Next, embodiments will be examined more closely with the aid of a detailed description with reference to the appended drawings.
In addition,
Unless otherwise stated, properties that have been experimentally measured or determined herein have been measured or determined at room temperature. Unless otherwise indicated, room temperature is 25° C.
Unless otherwise stated, properties that have been experimentally measured or determined herein have been measured or determined at atmospheric pressure.
It must also be noted that, as used in the specification and the appended claims, the singular forms “a,” “an” and “the” include plural referents unless otherwise specified.
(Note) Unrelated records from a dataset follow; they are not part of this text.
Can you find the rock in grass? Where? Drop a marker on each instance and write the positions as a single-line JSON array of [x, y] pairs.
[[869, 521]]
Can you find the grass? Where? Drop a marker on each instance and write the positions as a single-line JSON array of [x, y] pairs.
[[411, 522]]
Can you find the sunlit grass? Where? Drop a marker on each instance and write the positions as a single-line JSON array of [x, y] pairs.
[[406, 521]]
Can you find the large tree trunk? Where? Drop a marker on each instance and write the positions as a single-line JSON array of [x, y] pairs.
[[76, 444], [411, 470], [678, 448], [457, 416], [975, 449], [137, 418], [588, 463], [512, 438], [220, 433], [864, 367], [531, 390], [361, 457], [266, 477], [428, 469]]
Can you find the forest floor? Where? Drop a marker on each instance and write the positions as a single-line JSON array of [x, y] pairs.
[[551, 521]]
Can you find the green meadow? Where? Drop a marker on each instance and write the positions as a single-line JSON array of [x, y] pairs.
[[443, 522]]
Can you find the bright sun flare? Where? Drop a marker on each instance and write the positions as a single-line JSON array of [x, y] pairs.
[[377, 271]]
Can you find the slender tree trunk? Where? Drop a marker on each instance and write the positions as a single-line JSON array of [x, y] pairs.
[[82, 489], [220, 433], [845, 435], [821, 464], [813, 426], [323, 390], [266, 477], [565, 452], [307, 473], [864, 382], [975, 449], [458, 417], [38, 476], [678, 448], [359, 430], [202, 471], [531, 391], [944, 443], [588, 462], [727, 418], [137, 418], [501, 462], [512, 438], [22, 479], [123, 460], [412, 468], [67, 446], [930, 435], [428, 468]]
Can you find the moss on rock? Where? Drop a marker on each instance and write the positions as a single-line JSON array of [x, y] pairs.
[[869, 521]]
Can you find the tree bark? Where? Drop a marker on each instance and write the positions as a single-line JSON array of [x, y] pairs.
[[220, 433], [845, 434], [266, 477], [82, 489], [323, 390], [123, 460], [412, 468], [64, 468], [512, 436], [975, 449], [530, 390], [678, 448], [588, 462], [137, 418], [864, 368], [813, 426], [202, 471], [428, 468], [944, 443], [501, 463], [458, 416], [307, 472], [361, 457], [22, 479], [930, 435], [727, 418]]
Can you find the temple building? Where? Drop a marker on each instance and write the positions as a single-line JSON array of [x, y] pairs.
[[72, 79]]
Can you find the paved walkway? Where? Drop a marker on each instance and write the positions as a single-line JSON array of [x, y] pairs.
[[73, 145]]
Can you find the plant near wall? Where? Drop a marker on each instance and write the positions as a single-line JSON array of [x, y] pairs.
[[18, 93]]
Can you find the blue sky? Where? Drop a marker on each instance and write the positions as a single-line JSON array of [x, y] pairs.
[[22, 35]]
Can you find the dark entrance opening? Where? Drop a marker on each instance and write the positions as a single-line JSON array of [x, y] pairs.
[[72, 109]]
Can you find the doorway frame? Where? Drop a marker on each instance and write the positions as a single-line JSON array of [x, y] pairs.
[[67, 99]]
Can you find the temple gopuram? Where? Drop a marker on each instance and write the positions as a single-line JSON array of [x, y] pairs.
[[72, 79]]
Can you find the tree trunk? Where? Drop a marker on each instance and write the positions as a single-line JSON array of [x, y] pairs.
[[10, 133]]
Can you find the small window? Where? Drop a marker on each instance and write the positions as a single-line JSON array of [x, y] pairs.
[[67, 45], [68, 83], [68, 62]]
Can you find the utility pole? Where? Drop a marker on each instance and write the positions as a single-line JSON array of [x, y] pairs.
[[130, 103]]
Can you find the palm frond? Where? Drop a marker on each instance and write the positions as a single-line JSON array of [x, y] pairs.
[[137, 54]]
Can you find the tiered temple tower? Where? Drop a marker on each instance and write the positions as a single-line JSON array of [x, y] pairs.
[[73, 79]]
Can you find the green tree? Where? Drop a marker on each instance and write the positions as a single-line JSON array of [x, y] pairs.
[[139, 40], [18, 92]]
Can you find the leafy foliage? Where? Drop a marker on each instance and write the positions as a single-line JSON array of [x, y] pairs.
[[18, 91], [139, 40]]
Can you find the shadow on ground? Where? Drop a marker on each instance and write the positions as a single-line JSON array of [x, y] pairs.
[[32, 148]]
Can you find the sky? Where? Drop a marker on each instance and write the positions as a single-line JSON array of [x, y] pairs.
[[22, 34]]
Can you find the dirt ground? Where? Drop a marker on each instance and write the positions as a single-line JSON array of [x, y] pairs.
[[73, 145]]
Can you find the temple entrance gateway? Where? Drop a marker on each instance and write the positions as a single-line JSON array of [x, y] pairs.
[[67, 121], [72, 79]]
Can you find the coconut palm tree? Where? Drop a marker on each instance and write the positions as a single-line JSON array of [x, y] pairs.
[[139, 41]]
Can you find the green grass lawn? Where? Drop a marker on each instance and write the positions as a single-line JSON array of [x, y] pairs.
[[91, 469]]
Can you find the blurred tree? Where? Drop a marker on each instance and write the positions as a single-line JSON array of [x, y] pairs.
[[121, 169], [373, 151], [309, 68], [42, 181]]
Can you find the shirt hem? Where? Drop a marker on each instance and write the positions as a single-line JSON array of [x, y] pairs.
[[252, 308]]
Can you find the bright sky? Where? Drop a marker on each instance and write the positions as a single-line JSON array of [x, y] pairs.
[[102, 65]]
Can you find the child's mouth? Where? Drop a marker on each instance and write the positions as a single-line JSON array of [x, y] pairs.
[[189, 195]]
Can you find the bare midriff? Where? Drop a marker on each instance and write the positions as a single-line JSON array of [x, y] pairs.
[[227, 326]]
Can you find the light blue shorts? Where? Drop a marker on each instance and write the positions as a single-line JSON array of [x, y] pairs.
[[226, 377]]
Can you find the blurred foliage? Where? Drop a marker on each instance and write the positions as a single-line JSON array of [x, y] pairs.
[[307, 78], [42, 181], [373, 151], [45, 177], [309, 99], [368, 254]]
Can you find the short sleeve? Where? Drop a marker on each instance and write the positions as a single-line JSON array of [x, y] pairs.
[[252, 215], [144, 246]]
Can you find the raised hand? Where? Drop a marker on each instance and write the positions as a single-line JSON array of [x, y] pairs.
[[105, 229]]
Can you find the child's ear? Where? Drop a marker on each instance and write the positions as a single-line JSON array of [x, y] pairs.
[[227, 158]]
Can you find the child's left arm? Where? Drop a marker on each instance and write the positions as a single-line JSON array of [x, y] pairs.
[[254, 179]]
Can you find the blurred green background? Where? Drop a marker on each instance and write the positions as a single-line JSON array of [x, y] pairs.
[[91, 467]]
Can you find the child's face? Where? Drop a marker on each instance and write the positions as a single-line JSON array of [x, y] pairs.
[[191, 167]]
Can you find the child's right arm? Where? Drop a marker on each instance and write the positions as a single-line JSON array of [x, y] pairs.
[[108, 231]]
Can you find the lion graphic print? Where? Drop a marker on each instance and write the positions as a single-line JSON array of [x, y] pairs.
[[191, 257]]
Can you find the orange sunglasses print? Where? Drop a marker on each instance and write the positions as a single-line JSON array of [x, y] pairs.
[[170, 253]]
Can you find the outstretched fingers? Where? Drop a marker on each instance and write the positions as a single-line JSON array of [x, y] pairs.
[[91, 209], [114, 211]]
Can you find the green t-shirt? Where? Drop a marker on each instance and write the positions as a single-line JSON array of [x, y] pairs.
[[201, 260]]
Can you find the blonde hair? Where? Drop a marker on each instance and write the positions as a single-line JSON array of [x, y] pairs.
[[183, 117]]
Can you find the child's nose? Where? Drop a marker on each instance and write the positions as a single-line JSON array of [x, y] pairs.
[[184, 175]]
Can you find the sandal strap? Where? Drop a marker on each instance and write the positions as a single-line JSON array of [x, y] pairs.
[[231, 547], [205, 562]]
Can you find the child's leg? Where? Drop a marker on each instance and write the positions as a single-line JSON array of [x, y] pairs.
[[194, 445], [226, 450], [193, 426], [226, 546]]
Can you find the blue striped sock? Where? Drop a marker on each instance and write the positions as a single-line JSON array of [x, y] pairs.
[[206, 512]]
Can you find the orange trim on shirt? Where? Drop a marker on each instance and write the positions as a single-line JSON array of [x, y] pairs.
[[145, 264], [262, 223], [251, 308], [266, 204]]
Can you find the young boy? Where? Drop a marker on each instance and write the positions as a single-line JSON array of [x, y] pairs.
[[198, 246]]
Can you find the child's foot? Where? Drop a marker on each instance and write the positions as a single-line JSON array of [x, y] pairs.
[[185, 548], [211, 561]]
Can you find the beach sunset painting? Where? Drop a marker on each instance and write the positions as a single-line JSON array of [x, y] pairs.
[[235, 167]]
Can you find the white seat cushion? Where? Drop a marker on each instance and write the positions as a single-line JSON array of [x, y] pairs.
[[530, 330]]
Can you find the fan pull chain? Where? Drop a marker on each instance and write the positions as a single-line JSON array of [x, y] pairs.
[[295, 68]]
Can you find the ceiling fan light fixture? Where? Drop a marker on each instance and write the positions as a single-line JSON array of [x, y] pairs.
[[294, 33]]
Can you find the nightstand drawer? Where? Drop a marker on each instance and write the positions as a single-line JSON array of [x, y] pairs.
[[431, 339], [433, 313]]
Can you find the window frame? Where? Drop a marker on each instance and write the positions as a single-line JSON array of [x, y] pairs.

As used herein, the term “average particle size” refers to the number average particle size based on a largest linear dimension of the particles (also referred to as “diameter”) as determined using a technique known to those skilled in the art such as Light Scattering technique.
As used herein, the term “average particle size” refers to the D50 value of the cumulative volume distribution curve at which 50% by volume of the particles have a diameter less than that value.
The present invention concerns a composite material comprising a cellulosic material, a non-polar polymer and colloidal lignin nanoparticles enabling compatibility of said cellulosic material and polymer.
Thus, the present invention also concerns use of colloidal lignin nanoparticles as a compatibilizer in a composite material comprising a cellulosic material and at least essentially, preferably fully, non-polar polymer.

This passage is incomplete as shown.